Il
caso “Formicoso” sbarca in Europa.
A trasferirlo è l’europarlamentare
del Pd Gianni Pittella che in una missiva inoltratata
al Commissario all'ambiente Stravos Dimas, rilancia
anche la strada delle cave abbandonate da adibire
a siti di stoccaggio in alternativa alle discariche.
Un percorso su cui preme con forza anche il
senatore irpino del Pd Enzo De Luca.
«Mi rivolgo a Lei - scrive Pittella -
per segnalare una situazione critica legata
all'emergenza rifiuti Campana. Il governo italiano
ha individuato nella località di "Pero
Spaccone" in provincia di Avellino, un
nuovo sito per la realizzazione di una discarica.
Le verifiche per la compatibilità dell'area
per tale destinazione sono attualmente in corso».
In Campania, ricorda Pittella, attualmente ci
sono circa 1200 cave abbandonate o dismesse.

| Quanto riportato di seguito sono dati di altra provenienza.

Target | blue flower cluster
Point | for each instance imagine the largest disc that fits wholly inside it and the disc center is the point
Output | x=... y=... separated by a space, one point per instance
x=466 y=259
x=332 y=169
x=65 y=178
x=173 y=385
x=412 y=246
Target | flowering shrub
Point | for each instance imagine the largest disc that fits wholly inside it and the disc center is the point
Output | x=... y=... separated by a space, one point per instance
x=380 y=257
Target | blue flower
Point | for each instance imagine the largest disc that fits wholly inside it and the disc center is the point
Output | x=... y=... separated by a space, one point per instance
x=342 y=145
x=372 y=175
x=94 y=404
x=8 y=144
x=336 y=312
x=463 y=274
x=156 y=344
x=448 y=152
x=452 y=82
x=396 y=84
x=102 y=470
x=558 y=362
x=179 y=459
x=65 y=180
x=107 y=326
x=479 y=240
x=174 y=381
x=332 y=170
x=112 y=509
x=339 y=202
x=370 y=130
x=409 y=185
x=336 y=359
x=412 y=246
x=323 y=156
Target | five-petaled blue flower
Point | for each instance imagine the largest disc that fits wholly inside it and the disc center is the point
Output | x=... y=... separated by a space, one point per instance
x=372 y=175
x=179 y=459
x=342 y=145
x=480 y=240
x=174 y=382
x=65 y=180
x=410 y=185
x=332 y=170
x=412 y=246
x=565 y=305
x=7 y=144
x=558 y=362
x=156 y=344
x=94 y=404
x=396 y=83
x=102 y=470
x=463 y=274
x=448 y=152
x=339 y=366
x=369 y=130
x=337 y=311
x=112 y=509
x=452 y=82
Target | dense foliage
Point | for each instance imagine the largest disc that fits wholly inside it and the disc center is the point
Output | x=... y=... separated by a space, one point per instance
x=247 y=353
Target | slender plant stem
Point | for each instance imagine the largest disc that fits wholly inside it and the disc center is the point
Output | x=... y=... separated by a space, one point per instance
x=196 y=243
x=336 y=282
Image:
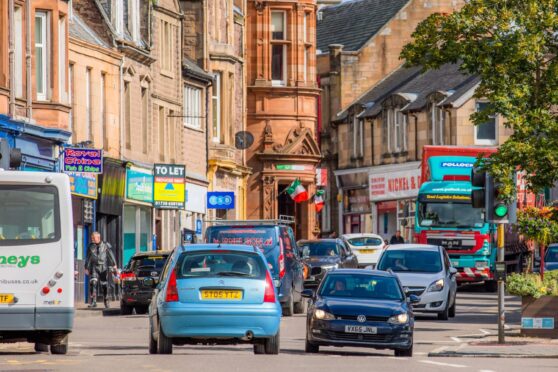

Il riutilizzo di tali siti, «molto spesso
in mano alla criminalità organizzata»,
scongiurerebbe il rischio di aprire, «su
un territorio già duramente provato dall'emergenza
rifiuti, nuove discariche. Una scelta del genere
servirebbe anche a lanciare un forte segnale
della presenza dello Stato alla criminalità
organizzata».
Il Senato, su iniziativa di Enzo De Luca, «approvando
la conversione in legge del decreto-legge 23
maggio, n.90, relativo alle misure straordinarie
per fronteggiare l'emergenza rifiuti, impegnava
il Governo a verificare la possibilità
di utilizzare come discariche proprio le cave
abbandonate e dismesse presenti in gran numero
nella regione Campania».
Da qui la richiesta di Pittella: «Le chiedo
se la scelta di utilizzare nuove cave invece
di considerare l'utilizzo di cave abbandonate
sia in linea con la legislazione europea in
materia ambientale e se, sia il caso che la
Commissione europea segnali al Governo italiano
l'opportunità di scelte differenti che
avrebbero un forte valore simbolico anche nei
confronti della malavita organizzata».
Intanto c’è grande attesa per l’incontro
di questa mattina, fissato alle 10 presso la
sede della Comunità Montana “Alta
Irpinia”. A promuoverlo gli amministratori
dei comuni del “Formicoso”. Sono
stati invitati i colleghi dell’Alta Irpinia
ma, sopratutto i parlamentari irpini.
Per adesso, però, si sono registrate
adesioni risicatissime: ci saranno Francesco
Pionati dell’Udc, Arturo Iannaccone dell’Mpa
e Peppino Gargani, europarlamentare di Forza
Italia.
Il presidente della Comunità Montana
“Alta Irpinia” Peppino Di Milia,
dalle colonne del “Corriere” rilancia
un accorato appello: «adesso la politica
faccia la sua parte e indichi al premier le
soluzioni alternative che abbiamo prospettato».
Eccole nel dettaglio: trasformazione del Cdr
in due linee, una per l'umido e una per il secco;
mettere in funzione l’inceneritore di
Melfi; allo stesso modo rilanciare l’impianto
per il secco di Montella che da due anni non
parte.
«Berlusconi non è al corrente di
queste alternative - dice allarmato Di Milia
- bisogna trasferire subito queste proposte
al premier e i parlamentari irpini, mai come
in questa fase hanno un ruolo determinante».
Il presidente dell’ “Alta Irpinia”
puntualizza che all’incontro di stamane
«sono invitate tutte le energie della
provincia di Avellino a prescindere dlla collocazione
politica».
Intanto ieri sera nuovo appello per il “no”
al Formicoso del cantautore Vinicio Capossela,
in visita alla Fiera Interregionale di Calitri.